Terms of the acquisition were not announced. According to the seller’s unaudited financial statements, Indianapolis-based Air Road Express generated about $26 million in gross revenue from its truckload operations, including fuel surcharge, in 2006.

“We are delighted with the Air Road acquisition and expect it to follow the pattern established in our acquisitions of Warrior, Digby Truck Lines, CX Roberson and Highway Express during the past few years,” says Steve Russell, chairman and chief executive officer of Indianapolis-based Celadon. “In those acquisitions, as in this one, our goals are to continue to broaden our customer base with quality customers, add density in our primary traffic lanes, and gain experienced drivers.” In February 2007, Celadon acquired certain assets of Warrior Xpress, and in October 2006, Celadon acquired certain assets of Digby Truck Lines.

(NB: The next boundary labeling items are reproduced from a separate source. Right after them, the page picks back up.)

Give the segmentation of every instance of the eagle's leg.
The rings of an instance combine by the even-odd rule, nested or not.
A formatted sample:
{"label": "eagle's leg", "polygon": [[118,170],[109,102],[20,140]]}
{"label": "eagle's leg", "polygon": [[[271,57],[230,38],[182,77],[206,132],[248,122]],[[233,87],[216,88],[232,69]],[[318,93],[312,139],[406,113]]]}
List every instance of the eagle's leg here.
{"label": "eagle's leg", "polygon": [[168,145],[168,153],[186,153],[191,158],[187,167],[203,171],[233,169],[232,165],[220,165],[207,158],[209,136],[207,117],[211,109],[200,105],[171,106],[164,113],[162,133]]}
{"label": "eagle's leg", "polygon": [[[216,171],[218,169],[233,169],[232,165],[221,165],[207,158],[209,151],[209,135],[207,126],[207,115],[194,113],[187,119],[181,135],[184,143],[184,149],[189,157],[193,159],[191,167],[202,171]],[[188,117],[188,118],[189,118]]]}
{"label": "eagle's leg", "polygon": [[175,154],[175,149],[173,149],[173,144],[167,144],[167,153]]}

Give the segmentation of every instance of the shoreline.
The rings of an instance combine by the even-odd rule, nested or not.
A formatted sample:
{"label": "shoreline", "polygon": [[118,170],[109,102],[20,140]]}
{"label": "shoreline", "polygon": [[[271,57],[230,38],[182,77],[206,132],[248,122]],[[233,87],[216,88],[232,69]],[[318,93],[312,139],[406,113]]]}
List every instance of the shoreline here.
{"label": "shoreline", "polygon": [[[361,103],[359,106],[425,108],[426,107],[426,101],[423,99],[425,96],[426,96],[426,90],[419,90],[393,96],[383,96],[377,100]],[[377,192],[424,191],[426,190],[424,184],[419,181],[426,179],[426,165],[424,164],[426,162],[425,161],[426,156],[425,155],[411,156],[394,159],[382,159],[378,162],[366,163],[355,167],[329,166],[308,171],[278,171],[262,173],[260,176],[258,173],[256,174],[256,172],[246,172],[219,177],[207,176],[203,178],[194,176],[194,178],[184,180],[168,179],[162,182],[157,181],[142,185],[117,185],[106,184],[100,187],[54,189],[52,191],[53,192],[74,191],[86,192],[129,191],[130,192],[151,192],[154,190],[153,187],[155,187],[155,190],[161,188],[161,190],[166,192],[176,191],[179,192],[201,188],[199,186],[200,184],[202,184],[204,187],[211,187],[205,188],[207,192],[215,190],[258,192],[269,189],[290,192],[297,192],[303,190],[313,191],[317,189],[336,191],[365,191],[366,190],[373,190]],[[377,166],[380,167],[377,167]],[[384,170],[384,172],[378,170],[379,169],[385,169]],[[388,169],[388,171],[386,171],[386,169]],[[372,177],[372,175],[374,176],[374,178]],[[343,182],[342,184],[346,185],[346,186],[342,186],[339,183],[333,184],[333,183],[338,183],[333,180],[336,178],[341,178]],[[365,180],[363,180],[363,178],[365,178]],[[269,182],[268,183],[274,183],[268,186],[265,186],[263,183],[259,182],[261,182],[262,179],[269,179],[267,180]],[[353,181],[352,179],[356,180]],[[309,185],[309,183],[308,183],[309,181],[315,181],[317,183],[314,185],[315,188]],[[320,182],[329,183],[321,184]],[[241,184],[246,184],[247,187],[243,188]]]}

“Based on our evaluation of the business, we believe Air Road had a group of quality customers that will enhance our current lane flows, but suffered from the excessive cost structure that plagues many mid-sized carriers,” Russell says. “We expect to integrate the acquired operations promptly. As part of the integration process, we expect to optimize the combined customer, driver and equipment base to improve asset productivity. We believe we can enhance the service to Air Road’s former customers through an upgraded equipment fleet, excellent technology, more available assets for dispatch, and an outstanding safety record.”

Air Road has been a long-haul carrier, and its lane flow compliments Celadon’s network, Russell says. “We expect the acquired operations to be accretive beginning in the September 2007 quarter,” he says.